Kiwirail told to take urgent safety measures after derailment

The interior of the train was damaged in the derailment. Photo / Twitter / @Yakcall
The interior of the train was damaged in the derailment. Photo / Twitter / @Yakcall

KiwiRail has been told to take urgent safety measures after a train with 315 passengers on board derailed in Wellington earlier this year.

The Transport Accident Investigation Commission (TAIC) today released its preliminary report on the derailment of the four-car Ganz Mavag locomotive just south of Kaiwharawhara as it headed into the capital at 8.06am on May 20.

The report said passengers heard scraping sounds for some time before the derailment, and a section of disc pad from the parking brake was found on tracks 8km back from the accident site.

Four passengers were treated for minor injuries after an air compressor was forced up through the floor of the rear passenger car.

The train was owned by a subsidiary of Greater Wellington Regional Council, but was operated and maintained by KiwiRail.

The report said the TAIC was pursuing the possibility that two split pins were left off during maintenance in March this year, allowing a parking brake assembly to work loose, fall and derail the train.

However, the inquiry had yet to reach firm conclusions.

Chief TAIC commissioner John Marshall QC said there were two safety issues identified with the Wellington maintenance depot processes.

``First, there were no individual task instructions describing how each safety-critical job was to be done, and secondly there was no check sheet associated with each task to record that important steps and checks for the task had been completed. Instead, the depot relied on the knowledge of the depot staff to complete each task satisfactorily,'' he said.

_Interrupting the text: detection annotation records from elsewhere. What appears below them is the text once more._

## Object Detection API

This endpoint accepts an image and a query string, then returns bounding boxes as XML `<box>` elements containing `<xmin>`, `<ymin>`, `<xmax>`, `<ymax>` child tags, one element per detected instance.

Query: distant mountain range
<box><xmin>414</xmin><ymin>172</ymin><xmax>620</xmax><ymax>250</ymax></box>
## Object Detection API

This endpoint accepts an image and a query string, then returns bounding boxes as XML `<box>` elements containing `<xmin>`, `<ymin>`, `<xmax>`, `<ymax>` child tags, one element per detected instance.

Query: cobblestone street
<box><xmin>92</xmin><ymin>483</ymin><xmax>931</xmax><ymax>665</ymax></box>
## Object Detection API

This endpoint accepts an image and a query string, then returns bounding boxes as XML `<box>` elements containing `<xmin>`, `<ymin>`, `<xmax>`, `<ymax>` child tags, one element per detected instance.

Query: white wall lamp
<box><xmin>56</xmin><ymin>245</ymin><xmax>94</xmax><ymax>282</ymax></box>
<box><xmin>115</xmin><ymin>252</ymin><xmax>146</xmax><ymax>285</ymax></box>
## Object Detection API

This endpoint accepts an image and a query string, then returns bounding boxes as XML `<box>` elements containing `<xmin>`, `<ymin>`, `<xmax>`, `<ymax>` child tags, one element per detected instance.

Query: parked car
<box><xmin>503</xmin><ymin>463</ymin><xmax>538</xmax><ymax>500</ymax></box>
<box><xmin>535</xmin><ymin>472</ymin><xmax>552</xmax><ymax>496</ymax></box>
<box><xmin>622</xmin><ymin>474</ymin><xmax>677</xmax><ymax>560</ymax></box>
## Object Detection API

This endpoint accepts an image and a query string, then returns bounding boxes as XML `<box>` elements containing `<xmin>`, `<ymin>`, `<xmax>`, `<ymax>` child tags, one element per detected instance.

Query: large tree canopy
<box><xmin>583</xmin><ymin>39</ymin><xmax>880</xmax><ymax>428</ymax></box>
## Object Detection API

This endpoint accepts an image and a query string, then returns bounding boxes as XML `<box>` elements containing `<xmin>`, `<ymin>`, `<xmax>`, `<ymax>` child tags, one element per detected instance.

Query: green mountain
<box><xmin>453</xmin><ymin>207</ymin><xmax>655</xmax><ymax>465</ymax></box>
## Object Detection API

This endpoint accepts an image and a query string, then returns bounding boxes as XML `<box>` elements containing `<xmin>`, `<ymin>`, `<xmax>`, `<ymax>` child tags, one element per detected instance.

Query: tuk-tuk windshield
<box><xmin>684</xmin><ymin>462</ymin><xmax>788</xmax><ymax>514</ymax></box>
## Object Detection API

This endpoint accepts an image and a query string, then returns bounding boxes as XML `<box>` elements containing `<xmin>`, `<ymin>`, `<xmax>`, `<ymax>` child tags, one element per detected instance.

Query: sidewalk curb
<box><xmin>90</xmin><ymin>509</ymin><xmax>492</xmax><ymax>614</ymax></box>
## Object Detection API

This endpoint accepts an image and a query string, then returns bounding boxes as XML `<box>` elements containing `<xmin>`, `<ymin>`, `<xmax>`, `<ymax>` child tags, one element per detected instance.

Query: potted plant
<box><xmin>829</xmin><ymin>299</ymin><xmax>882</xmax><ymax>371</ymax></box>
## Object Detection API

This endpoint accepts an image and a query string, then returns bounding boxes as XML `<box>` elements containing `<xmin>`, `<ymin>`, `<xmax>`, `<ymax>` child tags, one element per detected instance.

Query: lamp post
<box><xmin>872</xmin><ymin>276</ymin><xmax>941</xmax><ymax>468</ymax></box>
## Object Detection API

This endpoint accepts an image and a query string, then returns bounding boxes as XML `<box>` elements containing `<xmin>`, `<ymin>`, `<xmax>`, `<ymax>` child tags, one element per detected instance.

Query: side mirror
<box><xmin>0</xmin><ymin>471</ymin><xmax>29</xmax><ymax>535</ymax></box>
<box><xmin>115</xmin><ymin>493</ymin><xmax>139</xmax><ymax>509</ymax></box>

TAIC has issued an urgent recommendation for Kiwirail to ensure that its maintenance is in accordance with good railway engineering practice. This includes documentation of maintenance processes and safety-critical components, and requiring work on safety critical components to be signed off by qualified staff other than the worker who had done the job.

KiwiRail chief executive Jim Quinn said the company accepted the report's findings.

"In a safety critical environment like this, such an oversight is of significant concern,'' he said.

"We can confirm that TAIC's preliminary view aligns with our own investigation and a thorough review of depot practises has been undertaken.''

All of TAIC's recommendations had already been implemented at its Wellington depot.

The New Zealand Transport Agency said it would work closely with KiwiRail to ensure that all of the Commission's recommendations were fully addressed.